As an Association that represents social workers many of our members work in small non-profits or have their own private practice. I hear from these social workers who contact us seeking to find out if NASW has health insurance coverage for members. Unfortunately, NASW cannot offer a national plan, so I can only suggest they see if they are eligible under the Municipal Employees Health Insurance Plan (MEHIP) or they can contact an independent insurance broker. Neither MEHIP or a broker is a satisfactory answer as the options through these avenues are limited and still unaffordable for comprehensive coverage. It is ironic that we have members, who are health care providers, yet cannot afford comprehensive health coverage.


Rate increases in the small group market has increased annually, often by double digits. This cost increase has led to an increase in the already troubling trend of employers shifting costs to employees by increasing co-pays and deductibles, plus switching to plans with more restrictive coverage. The 2024 rate filings are filings range from 8.2% to 23.04%, barely below the outrageously high 2023 requests and still far too high. he result of such increases will be having many more small businesses, including non-profits, priced out of the insurance marketplace.

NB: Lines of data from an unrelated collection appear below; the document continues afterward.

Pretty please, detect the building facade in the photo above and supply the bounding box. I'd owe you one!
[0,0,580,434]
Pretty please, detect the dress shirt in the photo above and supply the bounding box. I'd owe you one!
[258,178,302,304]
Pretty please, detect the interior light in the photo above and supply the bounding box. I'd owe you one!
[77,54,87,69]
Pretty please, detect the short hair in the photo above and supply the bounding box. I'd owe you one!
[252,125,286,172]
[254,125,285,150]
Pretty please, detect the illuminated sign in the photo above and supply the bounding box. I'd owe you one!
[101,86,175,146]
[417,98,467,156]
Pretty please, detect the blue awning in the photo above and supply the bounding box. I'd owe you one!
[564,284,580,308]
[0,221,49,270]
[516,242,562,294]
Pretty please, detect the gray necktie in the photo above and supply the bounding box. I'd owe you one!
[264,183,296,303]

Typically, those in the individual insurance market are employed in lower wage positions where employer-based health insurance coverage is not offered or are unemployed, thus unlikely to afford any increase in health coverage costs. Rate increases for this group of enrollees is unaffordable and will lead to additional uninsured lives.


Social workers work with individuals and families who struggle to make ends meet. Having a lack of affordable health coverage adds to the financial stress of such clients. It is not only a financial stress; it is a psychosocial stress of fearing what will happen if a serious health care need occurs. How will one pay for necessary care? What other costs will have to go unpaid? For parents the pressure of having an ill child when you do not have the means to pay for doctors, prescriptions and other care, can lead to anxiety, difficulty with family relations, and even depression. These are the hidden social costs that rarely are discussed in this debate. They are real costs with ramifications that go beyond simply health insurance coverage, with negative impacts that ripple into many non-medical aspects of life. As social workers we know that “life can change in a second” and when that change is a health crisis and comprehensive health insurance is unavailable, the results of that change can be devastating. This was the case BEFORE the pandemic and has been greatly exasperated since the start of the pandemic, which is not over.


The Department of Insurance must factor in affordability when determining the 2024 rates. Clearly, the requested rates are unaffordable. In addition, senior management salaries and mergers to aimed at increased profit over improved coverage needs to be factored in too.


The medical community has come to recognize what the profession of social work has known for over 100 years, social determinants affect health care outcomes. One of those social determinants of health is the cost of health insurance. Rising health care rates leads to increases in the number of CT residents who are either underinsured or uninsured. This in turn means preventative health care measures not being taken and when these individual’s seek health care for a medical condition it is far more likely at the point where the condition is more acute and costly to treat. Rising health care premiums are a direct cause of higher health treatment costs caused by lack of sufficient health insurance coverage.


During a continuing pandemic is not the time to increase health insurance premiums! NASW/CT urges the Department of Insurance to deny the 2024 requests.